I have got the following summation-$$\displaystyle\sum_{r=1}^{n}\frac{r^24^r}{(r+1)(r+2)}.$$
I have to find the closed form or the general form to find the sum of this series. I know upto summation of Telescopic Series and Some special series like those in $AP$ or $GP$.
But I have no idea on how to begin on this problem.
Thanks for any help!!
Since you requested a more detailed answer than that of @N.S, here you go.

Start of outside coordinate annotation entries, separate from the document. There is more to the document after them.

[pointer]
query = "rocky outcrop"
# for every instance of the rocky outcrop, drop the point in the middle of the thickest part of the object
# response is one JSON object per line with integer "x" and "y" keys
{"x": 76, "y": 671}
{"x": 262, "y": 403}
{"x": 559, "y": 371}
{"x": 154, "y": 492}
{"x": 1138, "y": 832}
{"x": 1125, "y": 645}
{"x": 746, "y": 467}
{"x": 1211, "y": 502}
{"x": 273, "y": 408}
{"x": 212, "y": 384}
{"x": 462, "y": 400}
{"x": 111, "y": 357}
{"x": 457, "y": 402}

We start with the series you give, $$\displaystyle\sum_{r=1}^{n}\frac{r^24^r}{(r+1)(r+2)}$$ We now want to simplify this into a series you can deal with; the first step will be to run partial fraction decomposition on the term $$\frac{r^2}{(r+1)(r+2)}=\frac{r^2+3r+2-3r-2}{(r+1)(r+2)}=\frac{(r+1)(r+2)-3r-2}{(r+1)(r+2)}$$ $$=1-\frac{3r+2}{(r+1)(r+2)} =1+\frac{1}{r+1}-\frac{4}{r+2}$$ Let me know if you need help with this partial fraction decomposition. We can now rewrite the above series as $$\displaystyle\sum_{r=1}^{n}\left(4^r+\frac{4^r}{r+1}-\frac{4^{r+1}}{r+2}\right)=\displaystyle\sum_{r=1}^{n}\left(4^r\right)+\sum_{r=1}^{n}\left(\frac{4^r}{r+1}-\frac{4^{r+1}}{r+2}\right)\tag{1}$$ The first series is geometric, which you say you know how to evaluate. (It comes out to be $\frac{4}{3}(4^n - 1)$)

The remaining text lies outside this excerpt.